Attention-Driven Multimodal Alignment for Long-term Action Quality Assessment
- URL: http://arxiv.org/abs/2507.21945v1
- Date: Tue, 29 Jul 2025 15:58:39 GMT
- Title: Attention-Driven Multimodal Alignment for Long-term Action Quality Assessment
- Authors: Xin Wang, Peng-Jie Li, Yuan-Yuan Shen,
- Abstract summary: Long-term action quality assessment (AQA) focuses on evaluating the quality of human activities in videos lasting up to several minutes.<n>Long-term Multimodal Attention Consistency Network (LMAC-Net) introduces a multimodal attention consistency mechanism to explicitly align multimodal features.<n>Experiments conducted on the RG and Fis-V datasets demonstrate that LMAC-Net significantly outperforms existing methods.

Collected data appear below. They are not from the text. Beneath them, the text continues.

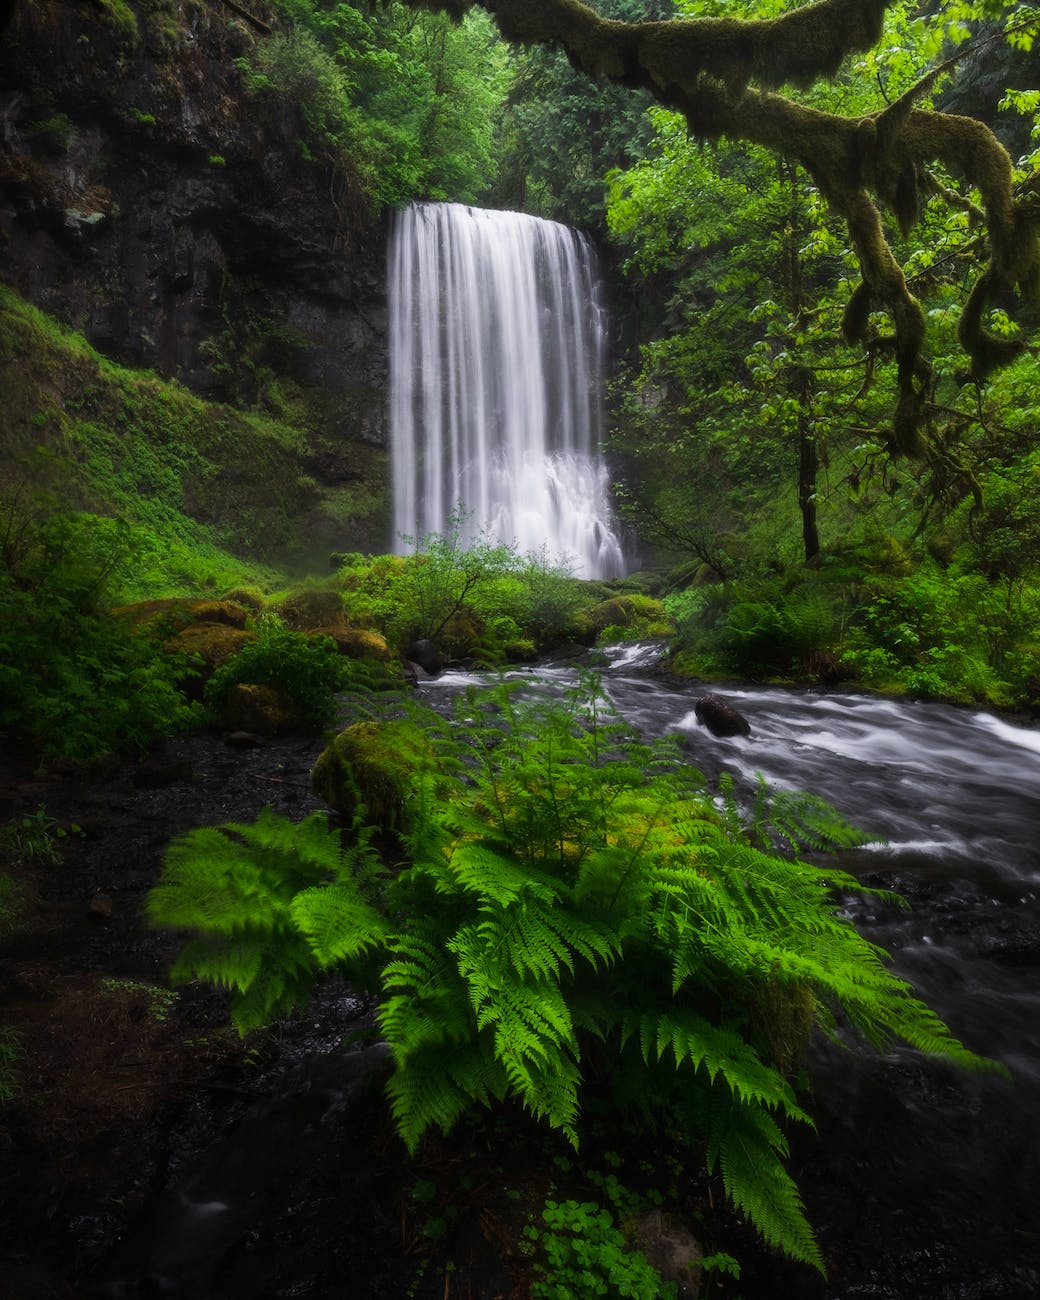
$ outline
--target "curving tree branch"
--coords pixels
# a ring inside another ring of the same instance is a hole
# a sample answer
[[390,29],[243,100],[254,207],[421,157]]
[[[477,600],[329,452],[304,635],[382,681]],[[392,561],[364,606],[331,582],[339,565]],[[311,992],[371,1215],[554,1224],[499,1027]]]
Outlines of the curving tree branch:
[[987,334],[983,318],[1002,291],[1040,298],[1040,210],[1012,191],[1011,160],[993,133],[972,118],[917,108],[936,69],[883,111],[860,118],[823,113],[773,93],[793,83],[829,78],[849,54],[881,37],[894,0],[816,0],[773,19],[672,19],[623,23],[601,17],[581,0],[408,0],[461,18],[487,10],[502,35],[524,44],[554,43],[591,77],[650,91],[681,112],[691,134],[759,144],[793,158],[848,224],[862,284],[844,328],[862,339],[872,310],[894,330],[899,401],[894,450],[925,453],[923,417],[934,386],[924,353],[925,319],[886,238],[878,203],[904,232],[923,197],[934,192],[928,172],[943,163],[962,173],[982,197],[989,263],[965,304],[959,337],[981,377],[1019,351]]

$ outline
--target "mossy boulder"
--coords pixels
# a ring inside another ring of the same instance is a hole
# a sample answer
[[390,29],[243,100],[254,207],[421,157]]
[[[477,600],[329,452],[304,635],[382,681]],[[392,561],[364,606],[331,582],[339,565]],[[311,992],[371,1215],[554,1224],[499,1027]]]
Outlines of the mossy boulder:
[[224,697],[220,722],[227,731],[278,736],[297,731],[303,719],[296,703],[285,691],[274,686],[238,682]]
[[329,587],[304,587],[276,606],[288,627],[298,632],[336,627],[343,622],[343,597]]
[[331,637],[336,649],[348,659],[377,659],[388,663],[393,652],[387,639],[381,632],[372,632],[367,628],[347,627],[343,623],[332,623],[328,627],[309,629],[314,636]]
[[409,722],[355,722],[319,755],[314,793],[347,820],[364,809],[365,821],[401,830],[417,776],[433,771],[430,742]]
[[267,604],[264,593],[259,587],[233,587],[231,591],[224,592],[221,600],[242,605],[251,614],[259,614]]
[[484,622],[469,608],[457,609],[434,640],[449,659],[464,659],[480,648]]
[[120,605],[112,611],[116,618],[133,627],[161,622],[171,632],[179,632],[197,623],[223,623],[227,627],[244,628],[249,612],[244,603],[228,597],[200,600],[187,596],[140,600],[133,605]]
[[587,614],[589,626],[597,633],[608,627],[641,628],[647,636],[666,636],[671,630],[668,611],[652,596],[633,592],[613,596],[594,605]]
[[[165,643],[165,649],[190,655],[198,670],[197,682],[201,689],[229,659],[237,655],[248,642],[255,640],[254,632],[227,623],[197,623],[183,628]],[[192,694],[196,694],[192,691]]]

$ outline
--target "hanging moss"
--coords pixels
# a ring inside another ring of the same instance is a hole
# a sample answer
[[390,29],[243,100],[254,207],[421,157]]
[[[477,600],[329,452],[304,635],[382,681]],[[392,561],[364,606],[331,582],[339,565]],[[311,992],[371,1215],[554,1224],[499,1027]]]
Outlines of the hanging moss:
[[863,343],[867,337],[867,322],[870,320],[872,299],[870,285],[861,280],[852,291],[852,297],[841,318],[841,332],[849,343]]

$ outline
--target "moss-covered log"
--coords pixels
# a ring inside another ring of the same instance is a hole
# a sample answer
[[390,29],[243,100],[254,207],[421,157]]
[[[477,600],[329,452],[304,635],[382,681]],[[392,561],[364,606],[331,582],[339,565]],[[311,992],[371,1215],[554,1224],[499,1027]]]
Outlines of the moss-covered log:
[[[774,93],[834,76],[850,54],[882,34],[892,0],[817,0],[779,17],[677,18],[623,23],[581,0],[410,0],[460,18],[480,6],[502,35],[525,44],[554,43],[572,64],[650,91],[683,113],[693,135],[748,140],[800,163],[846,220],[863,275],[845,332],[861,336],[870,310],[892,320],[899,399],[893,449],[924,455],[924,417],[932,394],[925,319],[910,292],[878,211],[890,208],[905,231],[924,197],[936,192],[928,166],[942,163],[978,189],[989,262],[969,294],[960,339],[977,375],[1017,349],[983,328],[984,308],[1000,291],[1040,297],[1040,210],[1017,200],[1011,160],[993,133],[972,118],[917,108],[935,73],[882,112],[847,118]],[[751,8],[752,6],[748,6]]]

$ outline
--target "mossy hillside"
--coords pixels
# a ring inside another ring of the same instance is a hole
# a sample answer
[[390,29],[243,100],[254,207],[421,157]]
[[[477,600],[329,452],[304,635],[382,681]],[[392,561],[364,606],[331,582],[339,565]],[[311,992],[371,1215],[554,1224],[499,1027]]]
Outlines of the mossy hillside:
[[140,570],[126,596],[259,580],[298,562],[321,492],[298,429],[106,360],[0,287],[0,465],[63,509],[118,516]]

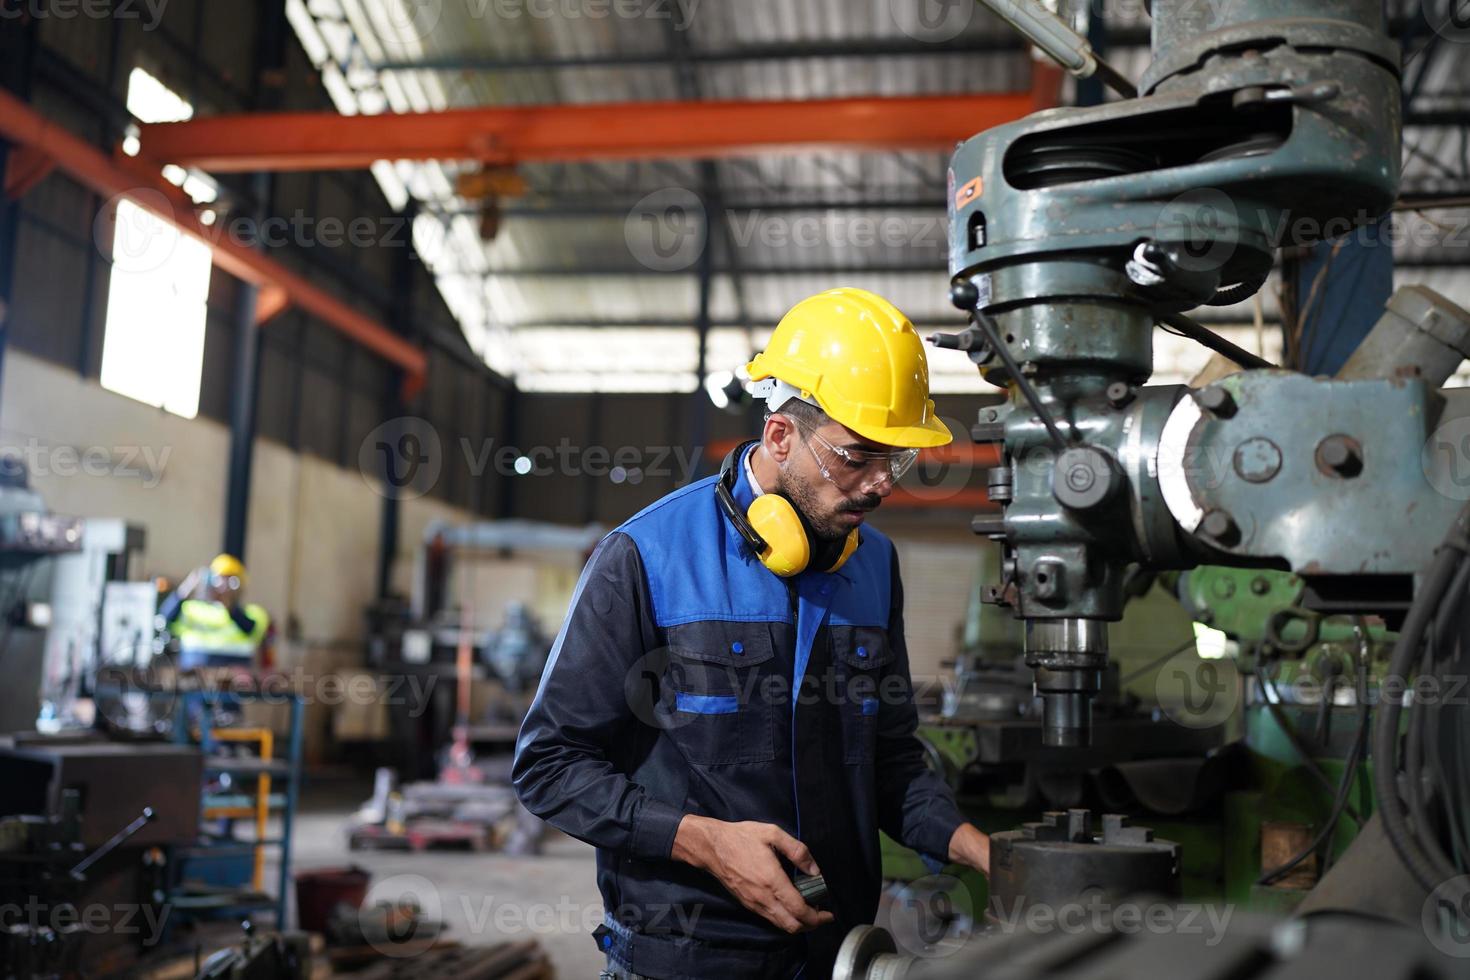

- Score: 5.262258418692889
- License: http://creativecommons.org/licenses/by-nc-nd/4.0/
- Abstract: Long-term action quality assessment (AQA) focuses on evaluating the quality of human activities in videos lasting up to several minutes. This task plays an important role in the automated evaluation of artistic sports such as rhythmic gymnastics and figure skating, where both accurate motion execution and temporal synchronization with background music are essential for performance assessment. However, existing methods predominantly fall into two categories: unimodal approaches that rely solely on visual features, which are inadequate for modeling multimodal cues like music; and multimodal approaches that typically employ simple feature-level contrastive fusion, overlooking deep cross-modal collaboration and temporal dynamics. As a result, they struggle to capture complex interactions between modalities and fail to accurately track critical performance changes throughout extended sequences. To address these challenges, we propose the Long-term Multimodal Attention Consistency Network (LMAC-Net). LMAC-Net introduces a multimodal attention consistency mechanism to explicitly align multimodal features, enabling stable integration of visual and audio information and enhancing feature representations. Specifically, we introduce a multimodal local query encoder module to capture temporal semantics and cross-modal relations, and use a two-level score evaluation for interpretable results. In addition, attention-based and regression-based losses are applied to jointly optimize multimodal alignment and score fusion. Experiments conducted on the RG and Fis-V datasets demonstrate that LMAC-Net significantly outperforms existing methods, validating the effectiveness of our proposed approach.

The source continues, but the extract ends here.